# Getting Started with the Arize Platform - Investigating Embedding Drift

**In this walkthrough, we are going to ingest embedding data and look at embedding drift.** 

You are in charge of maintaining a sentiment classification model. This simple model will take online reviews as input and predict whether it was positive or negative.

In this scenario, you trained the model to work on movie reviews using the IMDB dataset. Once the model was released into production, hotel reviews from Trip Advisor were ingested in addition to the expected movie reviews. This may cause performance degradation on your model. 

Arize is able to surface the presence of this unexpected data, regardless of it affecting performance, by analyzing the embedding vectors associated with the reviews.

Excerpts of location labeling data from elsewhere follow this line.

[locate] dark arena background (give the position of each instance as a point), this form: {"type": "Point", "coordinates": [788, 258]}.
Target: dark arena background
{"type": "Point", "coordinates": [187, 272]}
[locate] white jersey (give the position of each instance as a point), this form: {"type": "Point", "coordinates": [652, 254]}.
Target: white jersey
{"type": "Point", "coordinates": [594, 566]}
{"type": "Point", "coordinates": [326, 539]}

After the model has been trained and deployed, the inference data is stored here (in HDF5 format):
*   [Training Set](https://storage.googleapis.com/arize-assets/documentation-sample-data/embeddings/NLP/embeddings_IMDB_Movie_Reviews_train)
*   [Production Set](https://storage.googleapis.com/arize-assets/documentation-sample-data/embeddings/NLP/embeddings_IMDB_Movie_Reviews+TripAdvisor_Hotel_Reviews_prod)

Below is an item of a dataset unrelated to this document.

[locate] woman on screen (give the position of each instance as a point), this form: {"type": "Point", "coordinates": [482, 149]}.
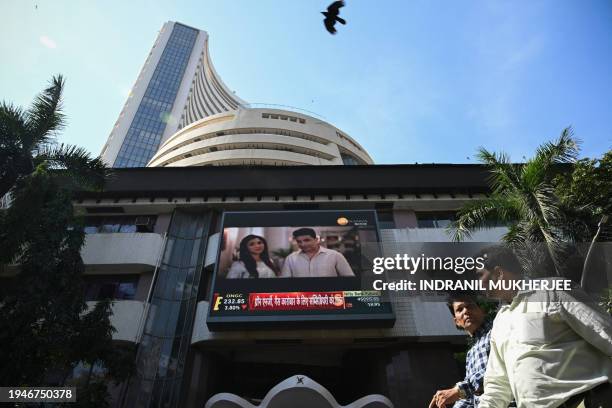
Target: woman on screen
{"type": "Point", "coordinates": [253, 260]}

These files contain actual label, review text, features, embedding vectors and more inference data (see dataframes below).

If you are familiar with sending data to Arize, it only takes a few more lines to send embedding data. If this is your first Arize Tutorial, we recommend that you do this other one instead: [Send Data to Arize in 5 Easy Steps](https://colab.research.google.com/github/Arize-ai/client_python/blob/main/arize/examples/tutorials/Arize_Tutorials/Quick_Start/Send_data_to_Arize_in_5_easy_steps_classification.ipynb)

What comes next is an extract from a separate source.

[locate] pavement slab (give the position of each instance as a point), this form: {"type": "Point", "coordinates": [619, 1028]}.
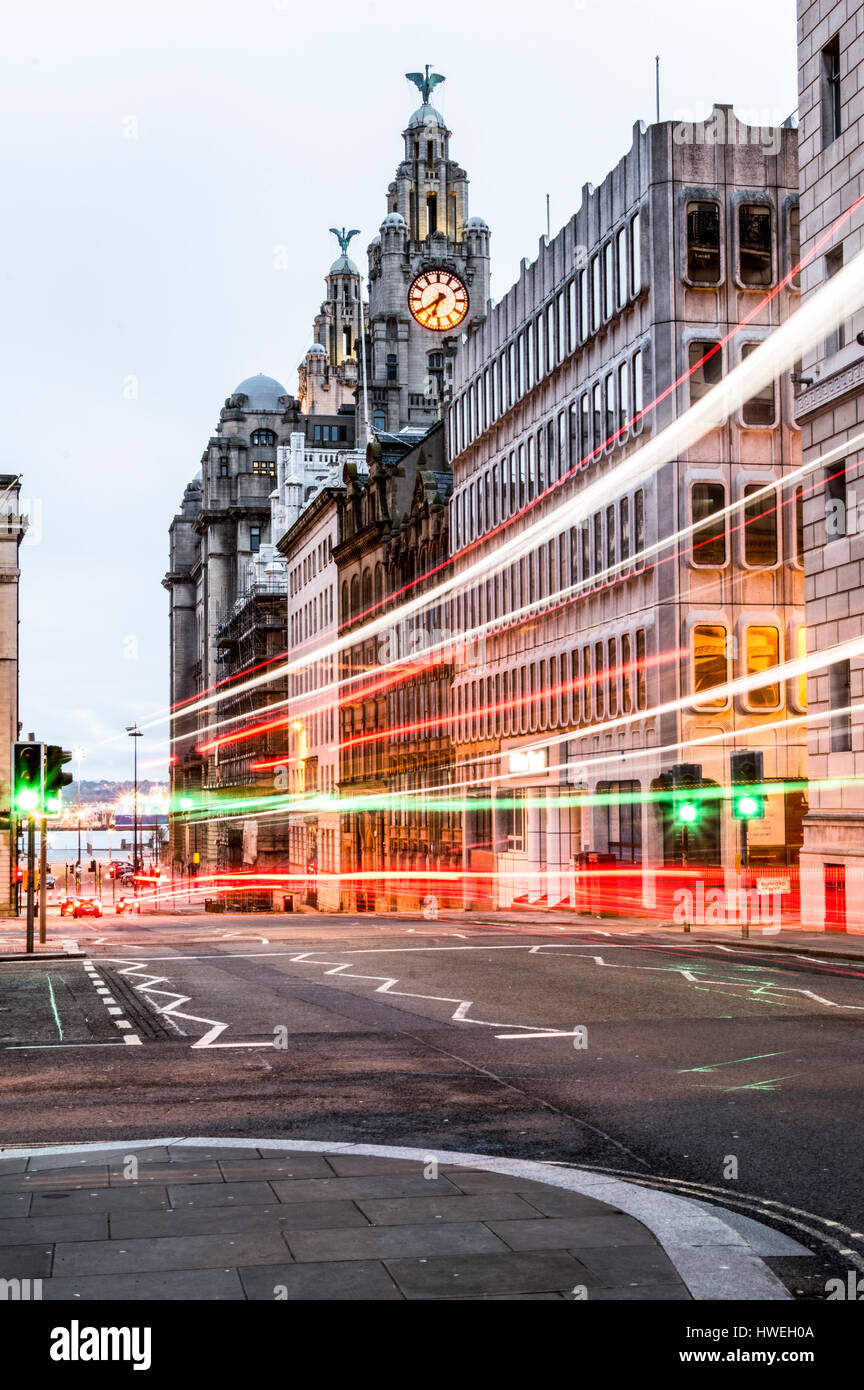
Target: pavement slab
{"type": "Point", "coordinates": [260, 1223]}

#Step 0. Setup and Getting the Data

Our embedding offering is still under development so you will have to specify the SDK version of our release candidate.

###Install Dependencies and Import Libraries 📚

In [None]:
!pip install arize==4.1.0rc0

import pandas as pd
from arize.pandas.logger import Client, Schema
from arize.utils.types import ModelTypes, Environments, EmbeddingColumnNames

## **🌐 Download the Data**
We have already got the data for you and broke it out into 2 pandas dataframes, training and production.

In [None]:
gcs_dir = "https://storage.googleapis.com/arize-assets/documentation-sample-data/embeddings/NLP/"
train_name = f"embeddings_IMDB_Movie_Reviews_train"
prod_name = f"embeddings_IMDB_Movie_Reviews+TripAdvisor_Hotel_Reviews_prod"

train_link = f"{gcs_dir:s}{train_name:s}"
prod_link = f"{gcs_dir:s}{prod_name:s}"

!wget $train_link
!wget $prod_link

train_df = pd.read_hdf(train_name, index_col=False)
prod_df = pd.read_hdf(prod_name, index_col=False)

## Inspect the Data 

In [None]:
train_df.head()

In [None]:
prod_df.head()

The _context_ feature has been added artificially to be able to locate the reviews that are coming from different sources, i.e., movie reviews and hotel reviews. 

In [None]:
prod_df[prod_df['context']=='hotels'].head()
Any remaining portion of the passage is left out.